Smith'in hristiyan olan babası dinine çok bağlıydı ve İskoç Kilisesi'nin ılımlı kanadına üyeydi. Smith'in İngiltere'ye gidişinin arkasındaki sebebin İngiltere Kilisesi'nde kariyer yapmak istemesi olduğu soylense de bu konu hakkinda kesin bir kanit yoktur ve aksine Smith'in İskoçya'ya deizm yanlısı olarak döndüğü bilinmektedir. Ayrıca çocukken babası tarafından gönderildiği kiliseden kaçarak geri dönmüştür. Smith, felsefi olarak dinin ekonominin önünde bir engel olarak görmüş ve ateizm üzerinden düşünmüştür.
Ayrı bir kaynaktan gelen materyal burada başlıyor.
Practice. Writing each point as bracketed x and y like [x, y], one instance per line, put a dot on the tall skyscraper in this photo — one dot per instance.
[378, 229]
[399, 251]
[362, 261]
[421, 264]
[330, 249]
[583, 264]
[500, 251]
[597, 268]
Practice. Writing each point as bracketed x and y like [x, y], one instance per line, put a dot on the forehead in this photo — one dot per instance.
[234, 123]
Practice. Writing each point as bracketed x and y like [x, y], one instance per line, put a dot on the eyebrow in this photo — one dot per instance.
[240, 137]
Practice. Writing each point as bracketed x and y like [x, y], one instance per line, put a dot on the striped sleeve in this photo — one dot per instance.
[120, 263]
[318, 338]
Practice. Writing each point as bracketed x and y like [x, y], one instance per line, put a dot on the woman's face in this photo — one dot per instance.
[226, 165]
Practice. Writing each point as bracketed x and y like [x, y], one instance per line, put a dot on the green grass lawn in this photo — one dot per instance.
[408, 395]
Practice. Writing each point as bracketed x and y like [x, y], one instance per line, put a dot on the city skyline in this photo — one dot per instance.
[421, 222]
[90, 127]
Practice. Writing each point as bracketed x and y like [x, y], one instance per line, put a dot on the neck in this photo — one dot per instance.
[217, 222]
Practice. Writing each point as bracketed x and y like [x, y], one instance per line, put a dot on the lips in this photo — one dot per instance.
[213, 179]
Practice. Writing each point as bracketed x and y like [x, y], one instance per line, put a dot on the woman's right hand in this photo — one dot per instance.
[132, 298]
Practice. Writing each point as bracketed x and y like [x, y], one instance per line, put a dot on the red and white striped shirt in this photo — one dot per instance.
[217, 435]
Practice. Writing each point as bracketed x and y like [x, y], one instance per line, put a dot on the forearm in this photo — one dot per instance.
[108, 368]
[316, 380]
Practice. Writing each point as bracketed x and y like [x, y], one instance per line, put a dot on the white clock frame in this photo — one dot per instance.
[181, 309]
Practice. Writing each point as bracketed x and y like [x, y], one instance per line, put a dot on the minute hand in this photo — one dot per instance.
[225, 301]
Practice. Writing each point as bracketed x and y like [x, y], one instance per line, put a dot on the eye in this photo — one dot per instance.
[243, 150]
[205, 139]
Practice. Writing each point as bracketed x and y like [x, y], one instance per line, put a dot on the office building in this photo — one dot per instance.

Birçok yönden Darwin ile aynı görüştedir.

1751 yılında Smith Glasgow Üniversitesi'nin mantık profesörü, ertesi sene de ahlak felsefesi profesörü olarak atanmıştır. Derslerinde etik, konuşma sanatı, hukuk, politik ekonomi ve "polis ve gelir" konularını işlemiştir. 1759'da Glasgow'daki bazı konferanslarını bir araya getirdiği The Theory of Moral Sentiments adlı kitabını yayınlamıştır. Bu kitap çıktığı dönemde Smith'in itibarının yayılmasını sağlamıştır. Kitabın ana teması insan ilişkilerinin verici ve alıcılar (yani birey ve toplumun diğer üyeleri) arasındaki sempatiye ve anlayışa ne kadar bağlı olduğu üzerineydi. Lord Monboddo'nun 14 yıl sonra yayımlanan Of the Origin and Progress of Language kitabındaki detaylı incelemesinde gösterildiği üzere, Smith'in bu ilk kitabındaki dil evrimi analizi yüzeyseldi. Yine de Smith'in akıcı ve ikna edici savunmaları belagatlı olsa da tartışılmazdır. Smith açıklamalarını Lord Shaftesbury ve Hutcheson gibi "ahlak duygusu" ya da Hume gibi faydaya (en:utility) değil, anlayışa dayatmaktadır.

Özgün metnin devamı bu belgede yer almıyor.